沈澜

小舟从此逝,江海寄余生。

既见君子,胡云不喜 13

清早,看着浓雾弥漫的寺院,胡光平顿觉心旷神怡。

沿着花园小径,胡光平在寺院里走了一圈,然而没想到会遇到了史君子。

看着浓雾中站在花枝下的史君子,一身白衣,简单的束发,却教人移不开眼。

胡光平的心里忽然突兀地跳动了几下,没来由地居然觉得有点慌忙。

史君子转身过来,看到不远处的胡光平,跟自己一样的一身白衣,同样的束发,唯一不同的是,自己用的是白玉簪子,而他却用的是嫩绿色的绸带。

似乎,他很喜欢这种颜色。

史君子这样想着,唇角却扬起一抹浅笑,走过去道,“胡公子早。”

胡光平看到他走向自己,忙收拾了一下自己慌乱的心情,稳稳心神,作揖回礼,说道,“四公子早。”

“我睡不惯陌生的床铺,所以几乎没睡,所以被迫早起。”

听到史君子的话,胡光平微微一笑,回道,“我也是。”

“现在时辰尚早,我带你走走这灵禅寺吧。估计着,圣驾一到接着几天便不得闲了。”

胡光平本想着拒绝史君子的话,然而犹豫了一下,最终却还是答应了。

“好。”

史君子笑道,“这边请。”

胡光平走在史君子旁边,一边走一边听他介绍灵禅寺的历史故事。

偶尔胡光平也会说上一两句话,不过大多数都是史君子在说,胡光平在听。

寺院里的浓雾渐渐散去,阳光透过云层落下。

“四公子怎么对这里那么熟悉?”

刚刚听史君子说了一大通,胡光平实在也忍不住自己的好奇心,把疑惑问了出来。

史君子笑道,“因为我小时候曾在这里住过很长一段时间。”

胡光平一脸疑惑,史君子继续说道,“我自小体弱多病,母亲怕我养不活,所以把我放在寺院修行。可以说,我的童年几乎就是这里,你说我能不熟悉这里吗?”

胡光平没有应话,史君子又道,“其实我觉得,待在这里也没什么不好。小时候只有我一个人待在这里,找不到人陪我玩,很不愿意留在这里。然而,现在我却宁愿待在这里。起码这里比外面清净多了。”

胡光平虽不知道他为什么这样说,却也没有开口去问,毕竟这样的话自己还没跟他熟悉到随意开口的程度。

况且,自己跟他,是敌是友将来的事情谁也说不准。

虽然自己也不想趟那浑水,但是父亲已经站好位置,只怕也不是自己能够劝说得了。

他注定跟自己是敌对关系吧!

“胡公子,你怎么了?”

史君子的话让胡光平回神过来,反问道,“怎么啦?”

史君子摇摇头,笑道,“胡公子刚刚发呆了吧,想什么呢?”

胡光平有点懊恼刚刚的失态,面上却一脸平淡道,“没想什么,就是想我们什么时候可以回太学罢了。”

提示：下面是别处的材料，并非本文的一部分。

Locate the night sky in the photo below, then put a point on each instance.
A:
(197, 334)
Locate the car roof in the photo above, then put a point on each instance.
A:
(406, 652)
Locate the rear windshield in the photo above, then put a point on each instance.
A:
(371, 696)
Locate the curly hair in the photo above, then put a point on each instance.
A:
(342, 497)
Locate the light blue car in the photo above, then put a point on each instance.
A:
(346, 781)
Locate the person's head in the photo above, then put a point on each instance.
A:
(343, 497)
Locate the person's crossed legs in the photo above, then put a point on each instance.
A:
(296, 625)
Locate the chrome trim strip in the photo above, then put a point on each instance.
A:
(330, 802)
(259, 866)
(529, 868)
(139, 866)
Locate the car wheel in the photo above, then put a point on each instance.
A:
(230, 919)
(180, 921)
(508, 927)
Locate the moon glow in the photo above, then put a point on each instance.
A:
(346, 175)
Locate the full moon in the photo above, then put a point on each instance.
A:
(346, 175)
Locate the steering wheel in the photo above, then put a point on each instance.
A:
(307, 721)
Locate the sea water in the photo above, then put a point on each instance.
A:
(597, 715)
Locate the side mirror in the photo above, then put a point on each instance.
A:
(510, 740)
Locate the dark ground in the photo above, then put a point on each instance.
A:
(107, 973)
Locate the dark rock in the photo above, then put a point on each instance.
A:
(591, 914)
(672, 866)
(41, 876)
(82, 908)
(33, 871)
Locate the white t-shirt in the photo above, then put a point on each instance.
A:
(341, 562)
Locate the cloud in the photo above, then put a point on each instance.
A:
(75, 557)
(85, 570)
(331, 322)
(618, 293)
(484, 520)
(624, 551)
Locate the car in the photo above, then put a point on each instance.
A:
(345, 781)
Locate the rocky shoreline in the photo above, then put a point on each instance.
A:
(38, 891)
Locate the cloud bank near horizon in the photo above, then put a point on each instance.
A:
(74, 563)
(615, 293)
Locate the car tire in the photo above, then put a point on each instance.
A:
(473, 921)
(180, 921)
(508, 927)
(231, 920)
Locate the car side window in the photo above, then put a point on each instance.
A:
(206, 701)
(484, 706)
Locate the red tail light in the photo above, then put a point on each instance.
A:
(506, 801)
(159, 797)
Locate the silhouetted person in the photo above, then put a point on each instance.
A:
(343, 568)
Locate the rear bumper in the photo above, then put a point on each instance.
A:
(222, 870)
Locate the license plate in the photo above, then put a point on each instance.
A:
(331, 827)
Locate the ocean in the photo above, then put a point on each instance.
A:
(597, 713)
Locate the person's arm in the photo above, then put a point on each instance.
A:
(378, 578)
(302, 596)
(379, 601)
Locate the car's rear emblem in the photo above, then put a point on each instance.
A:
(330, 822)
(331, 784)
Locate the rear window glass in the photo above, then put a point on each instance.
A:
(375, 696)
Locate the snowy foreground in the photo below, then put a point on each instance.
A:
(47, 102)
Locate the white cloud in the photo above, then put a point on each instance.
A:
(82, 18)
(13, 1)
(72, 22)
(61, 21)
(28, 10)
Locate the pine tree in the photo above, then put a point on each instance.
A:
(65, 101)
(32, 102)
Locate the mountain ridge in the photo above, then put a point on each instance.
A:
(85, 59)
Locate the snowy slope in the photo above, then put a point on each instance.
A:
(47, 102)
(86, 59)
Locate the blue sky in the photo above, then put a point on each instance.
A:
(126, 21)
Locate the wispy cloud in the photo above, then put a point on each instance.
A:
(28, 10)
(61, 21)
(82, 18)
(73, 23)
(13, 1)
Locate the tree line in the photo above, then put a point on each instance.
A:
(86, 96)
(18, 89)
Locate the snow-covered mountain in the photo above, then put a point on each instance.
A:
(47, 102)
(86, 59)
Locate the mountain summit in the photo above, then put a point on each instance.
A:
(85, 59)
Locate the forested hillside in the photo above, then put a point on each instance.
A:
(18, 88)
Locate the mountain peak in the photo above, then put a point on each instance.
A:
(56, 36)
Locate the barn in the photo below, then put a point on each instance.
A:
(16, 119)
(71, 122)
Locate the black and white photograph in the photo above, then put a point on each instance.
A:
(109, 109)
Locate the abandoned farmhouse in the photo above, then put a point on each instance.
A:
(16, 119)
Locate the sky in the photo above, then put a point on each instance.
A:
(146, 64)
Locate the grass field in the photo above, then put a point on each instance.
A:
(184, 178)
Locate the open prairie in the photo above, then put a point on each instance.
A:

“胡公子那么急着回去,难道太学里有胡公子十分在意的人?”

胡光平有点不解,反问道,“四公子这话什么意思?”

史君子摇摇头道,“没什么。”

两人一阵沉默,直到回到院落,大家在院门口处辞别,然后各回各的雅室。

胡光平回到雅室,早已经有人备好食盒,放在桌上。

胡光平打开食盒,便吃了起来,看着眼前这丰盛的早餐,胡光平不禁有点奇怪。

昨天晚饭吃的只是红薯白粥,早餐却如此丰盛?

胡光平不疑有他,也只随意用了点,因为他不习惯早餐吃太多。

敲门声响起,门外站着史君子,他正提着食盒过来了。

胡光平愣了愣,反问道,“四公子有事?”

“也没什么,就是想跟你一起吃早餐,顺便提醒你一下,吃饱一点。”

胡光平愣着没有反应过来,史君子又道,“今天要开始法会,皇上来了就开始,所以今天是没有时间吃午饭的。午饭顶多就是馒头而已,所以你该多吃点。”

胡光平反问道,“午饭总该有吧?”

史君子笑道,“寺院里是过午不食,所以晚饭顶多也就是红薯白粥。”

胡光平又愣了愣,说道,“你怎么知道这些?”

“你忘记了我今早跟你说过的话?我在这寺院住过一段时间。”

胡光平没有接话,默默打开自己的食盒,又多了几口饭。

史君子有点好笑,却没有说话,只安静地吃着。

站在门外的小师父看到两人吃过饭,便把准备的茶水送上,胡光平看到史君子接过茶盏,有点奇怪。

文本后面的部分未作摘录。